I squinted at the brightness of the portal when I stepped through, imagining searing pain through my mind. I’d heard stories of screaming and anguish when the ancients had traveled through portals. The pain was merely a dull ache at the left side of my forehead that disappeared as soon as it came.
I was on the other side in mere seconds.
Grass. That was all I saw. An endless stretch of brown grass escaping toward the horizon. A blue sky greeted me with not a cloud in it. I’d imagined more—not this empty expanse. A cold, hollow gust of wind whooshed past me, as if to punctuate the silence of the landscape.
Where were the humans? The people like me?

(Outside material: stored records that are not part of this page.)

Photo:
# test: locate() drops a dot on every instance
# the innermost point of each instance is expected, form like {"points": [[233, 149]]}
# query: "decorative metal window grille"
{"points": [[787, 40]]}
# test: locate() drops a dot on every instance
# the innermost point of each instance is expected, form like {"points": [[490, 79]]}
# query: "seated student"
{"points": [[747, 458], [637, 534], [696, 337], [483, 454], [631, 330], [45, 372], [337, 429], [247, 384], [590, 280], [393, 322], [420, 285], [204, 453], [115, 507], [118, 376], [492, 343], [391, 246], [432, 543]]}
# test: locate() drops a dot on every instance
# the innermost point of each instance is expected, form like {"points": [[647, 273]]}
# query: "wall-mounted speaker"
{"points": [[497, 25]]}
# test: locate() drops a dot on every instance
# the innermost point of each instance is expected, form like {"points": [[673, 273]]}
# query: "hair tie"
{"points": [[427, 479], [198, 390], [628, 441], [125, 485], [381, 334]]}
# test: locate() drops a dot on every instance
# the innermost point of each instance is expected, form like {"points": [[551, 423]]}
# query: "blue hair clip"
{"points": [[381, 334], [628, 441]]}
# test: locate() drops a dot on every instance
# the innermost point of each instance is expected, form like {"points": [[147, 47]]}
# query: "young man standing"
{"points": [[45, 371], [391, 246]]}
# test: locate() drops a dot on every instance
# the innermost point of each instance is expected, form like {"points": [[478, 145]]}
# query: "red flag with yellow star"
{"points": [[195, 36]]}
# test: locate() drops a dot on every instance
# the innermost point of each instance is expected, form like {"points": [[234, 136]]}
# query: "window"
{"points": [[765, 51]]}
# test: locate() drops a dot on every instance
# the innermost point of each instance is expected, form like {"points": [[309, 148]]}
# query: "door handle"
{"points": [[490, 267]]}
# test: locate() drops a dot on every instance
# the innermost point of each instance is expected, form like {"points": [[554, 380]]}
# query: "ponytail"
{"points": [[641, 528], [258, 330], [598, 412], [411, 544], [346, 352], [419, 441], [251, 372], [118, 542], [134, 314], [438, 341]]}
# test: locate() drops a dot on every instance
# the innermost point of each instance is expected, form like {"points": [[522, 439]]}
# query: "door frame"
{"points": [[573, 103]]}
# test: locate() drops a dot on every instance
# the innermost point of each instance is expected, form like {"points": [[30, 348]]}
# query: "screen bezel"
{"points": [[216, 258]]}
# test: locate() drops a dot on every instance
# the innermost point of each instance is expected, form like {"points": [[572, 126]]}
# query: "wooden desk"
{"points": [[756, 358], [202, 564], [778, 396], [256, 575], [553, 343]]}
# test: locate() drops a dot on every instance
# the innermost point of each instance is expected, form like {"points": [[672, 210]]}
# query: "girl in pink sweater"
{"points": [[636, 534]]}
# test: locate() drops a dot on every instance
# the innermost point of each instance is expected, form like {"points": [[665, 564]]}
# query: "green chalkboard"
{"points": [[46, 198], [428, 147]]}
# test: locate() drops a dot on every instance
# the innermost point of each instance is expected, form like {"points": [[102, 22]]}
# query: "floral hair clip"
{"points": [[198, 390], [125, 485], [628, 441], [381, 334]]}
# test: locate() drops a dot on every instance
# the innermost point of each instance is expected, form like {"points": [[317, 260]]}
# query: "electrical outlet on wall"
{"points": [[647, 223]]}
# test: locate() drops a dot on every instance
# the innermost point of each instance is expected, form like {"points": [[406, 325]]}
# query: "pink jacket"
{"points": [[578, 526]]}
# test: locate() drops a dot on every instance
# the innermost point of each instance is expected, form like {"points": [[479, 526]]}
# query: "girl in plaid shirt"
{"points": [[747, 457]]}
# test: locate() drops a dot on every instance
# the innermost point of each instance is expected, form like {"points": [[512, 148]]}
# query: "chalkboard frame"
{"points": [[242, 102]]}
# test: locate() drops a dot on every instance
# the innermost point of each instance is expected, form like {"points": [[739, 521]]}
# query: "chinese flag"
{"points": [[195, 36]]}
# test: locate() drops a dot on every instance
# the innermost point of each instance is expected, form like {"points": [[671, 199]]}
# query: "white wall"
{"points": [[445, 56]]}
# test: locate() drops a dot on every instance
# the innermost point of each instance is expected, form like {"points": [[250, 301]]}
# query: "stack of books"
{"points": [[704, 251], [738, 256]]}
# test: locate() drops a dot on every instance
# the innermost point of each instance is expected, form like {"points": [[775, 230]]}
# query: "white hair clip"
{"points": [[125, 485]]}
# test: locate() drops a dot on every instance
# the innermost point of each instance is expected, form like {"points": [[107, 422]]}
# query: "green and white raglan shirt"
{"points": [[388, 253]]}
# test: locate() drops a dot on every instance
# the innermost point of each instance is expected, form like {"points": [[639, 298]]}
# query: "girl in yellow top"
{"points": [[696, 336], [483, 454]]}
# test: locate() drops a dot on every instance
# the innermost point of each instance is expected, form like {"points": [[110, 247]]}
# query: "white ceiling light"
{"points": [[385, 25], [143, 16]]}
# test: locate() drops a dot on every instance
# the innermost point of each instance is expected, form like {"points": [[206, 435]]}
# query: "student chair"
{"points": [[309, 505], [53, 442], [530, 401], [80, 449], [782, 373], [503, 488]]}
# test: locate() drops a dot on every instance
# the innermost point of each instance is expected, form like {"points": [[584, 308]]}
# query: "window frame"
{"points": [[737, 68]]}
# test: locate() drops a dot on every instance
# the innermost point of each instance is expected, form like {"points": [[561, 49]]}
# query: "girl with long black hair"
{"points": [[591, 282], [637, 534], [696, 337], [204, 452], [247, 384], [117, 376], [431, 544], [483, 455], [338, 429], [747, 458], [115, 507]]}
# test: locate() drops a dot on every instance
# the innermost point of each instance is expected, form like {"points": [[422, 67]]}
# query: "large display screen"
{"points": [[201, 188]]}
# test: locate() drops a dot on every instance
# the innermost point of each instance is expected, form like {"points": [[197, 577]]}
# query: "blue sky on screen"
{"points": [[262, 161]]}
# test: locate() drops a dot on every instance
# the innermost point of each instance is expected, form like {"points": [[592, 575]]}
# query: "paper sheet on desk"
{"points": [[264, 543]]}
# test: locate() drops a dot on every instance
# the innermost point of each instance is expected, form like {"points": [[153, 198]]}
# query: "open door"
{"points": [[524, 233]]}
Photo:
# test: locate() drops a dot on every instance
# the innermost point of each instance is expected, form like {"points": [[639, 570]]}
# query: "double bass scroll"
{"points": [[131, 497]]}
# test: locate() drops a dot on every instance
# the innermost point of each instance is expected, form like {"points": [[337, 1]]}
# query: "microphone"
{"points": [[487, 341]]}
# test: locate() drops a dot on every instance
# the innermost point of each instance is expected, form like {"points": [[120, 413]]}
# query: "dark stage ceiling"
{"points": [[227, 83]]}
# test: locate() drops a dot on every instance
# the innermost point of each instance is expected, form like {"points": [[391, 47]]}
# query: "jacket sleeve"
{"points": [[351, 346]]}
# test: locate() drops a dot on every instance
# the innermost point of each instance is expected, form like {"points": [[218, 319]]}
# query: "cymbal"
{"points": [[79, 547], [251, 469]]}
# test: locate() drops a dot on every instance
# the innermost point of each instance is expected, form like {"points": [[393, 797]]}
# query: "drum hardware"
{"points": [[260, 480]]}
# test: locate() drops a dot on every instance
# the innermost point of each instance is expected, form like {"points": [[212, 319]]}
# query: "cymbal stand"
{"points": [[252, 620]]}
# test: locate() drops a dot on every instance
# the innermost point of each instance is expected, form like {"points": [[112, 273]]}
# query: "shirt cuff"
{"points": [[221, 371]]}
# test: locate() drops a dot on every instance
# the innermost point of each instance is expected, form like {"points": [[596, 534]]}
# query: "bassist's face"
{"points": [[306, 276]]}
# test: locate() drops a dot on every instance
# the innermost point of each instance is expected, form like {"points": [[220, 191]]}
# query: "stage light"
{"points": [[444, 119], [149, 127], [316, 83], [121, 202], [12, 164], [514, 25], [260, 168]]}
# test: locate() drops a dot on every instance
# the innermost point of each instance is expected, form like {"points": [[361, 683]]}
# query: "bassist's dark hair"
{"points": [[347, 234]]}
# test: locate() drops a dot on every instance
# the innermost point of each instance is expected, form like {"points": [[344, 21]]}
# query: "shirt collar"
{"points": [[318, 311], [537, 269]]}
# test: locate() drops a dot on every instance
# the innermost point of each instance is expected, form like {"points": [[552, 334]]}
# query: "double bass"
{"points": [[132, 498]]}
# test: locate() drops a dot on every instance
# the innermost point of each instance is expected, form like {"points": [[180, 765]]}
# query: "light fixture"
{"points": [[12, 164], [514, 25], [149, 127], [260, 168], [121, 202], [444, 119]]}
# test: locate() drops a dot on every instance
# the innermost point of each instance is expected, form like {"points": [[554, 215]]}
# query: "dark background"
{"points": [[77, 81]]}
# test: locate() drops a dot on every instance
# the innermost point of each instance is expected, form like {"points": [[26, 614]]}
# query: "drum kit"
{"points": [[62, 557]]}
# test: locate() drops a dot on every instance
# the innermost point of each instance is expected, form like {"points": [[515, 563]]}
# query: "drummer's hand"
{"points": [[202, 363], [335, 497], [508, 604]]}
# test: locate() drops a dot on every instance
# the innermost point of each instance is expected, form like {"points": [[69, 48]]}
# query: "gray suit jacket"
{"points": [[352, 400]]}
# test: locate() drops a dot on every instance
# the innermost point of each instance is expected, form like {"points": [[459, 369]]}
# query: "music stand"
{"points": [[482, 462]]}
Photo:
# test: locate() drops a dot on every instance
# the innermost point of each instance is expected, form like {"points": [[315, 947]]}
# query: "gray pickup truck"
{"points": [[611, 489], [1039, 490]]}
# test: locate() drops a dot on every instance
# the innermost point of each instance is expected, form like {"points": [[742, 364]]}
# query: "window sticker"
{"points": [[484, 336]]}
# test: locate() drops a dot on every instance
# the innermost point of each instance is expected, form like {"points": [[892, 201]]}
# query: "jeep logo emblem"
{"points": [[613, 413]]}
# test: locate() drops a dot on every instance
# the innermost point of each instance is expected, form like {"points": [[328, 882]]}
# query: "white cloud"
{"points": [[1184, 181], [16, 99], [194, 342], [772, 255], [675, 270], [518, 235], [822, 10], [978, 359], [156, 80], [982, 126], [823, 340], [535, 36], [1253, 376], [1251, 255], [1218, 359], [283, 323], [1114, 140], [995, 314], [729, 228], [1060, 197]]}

I thought I’d find an entire continent of beings with not a drop of dragon blood in them, who I could touch without them screaming in pain. I took out my leather gloves and put my hand out to the winds.
“Looks like an endless stretch of shit,” Kael said, after stepping through the portal. He rested his hands on the hilts of his daggers. The rest of his brothers, my ingorias, and some servants, joined him soon after. Aura nuzzled up to Kael—had she forgiven him so quickly? The servants carried a huge trunks of items with them. Some of them were the princes’ belongings; most were the remaining soul beads we needed to get back.
“I wouldn’t put it that harshly,” I said.
“Fine,” Kael replied. “It’s an endless stretch of shit accompanied by a pretty sky. How about that?”
I rolled my eyes and walked onward. “Maybe there’s more to see somewhere—”
A crashing sound interrupted me, so I spun around to look what caused it.
“Your guards are trained well,” Bianca said. “They wouldn’t let me go.” She sat right on top of Gaius, whom she had crashed into and forced toward the ground. With a daft look, she rubbed the back of her neck.
I glowered. “Bianca! You shouldn’t be here. Head back at—”
The portal snapped shut right before I could finish, silencing whatever I had to say.
Chapter Eighteen
We took a week to prepare for this expedition and had brought a huge band of people with us to explore Gaia.
Even then, we might have needed to pack more supplies.
I clutched Micah’s dragon form tightly as we soared through the empty skies. Everything about this place was empty—barren grass, fields, dried ground, and deserts. I wouldn’t be surprised if no rain had fallen in Gaia for years.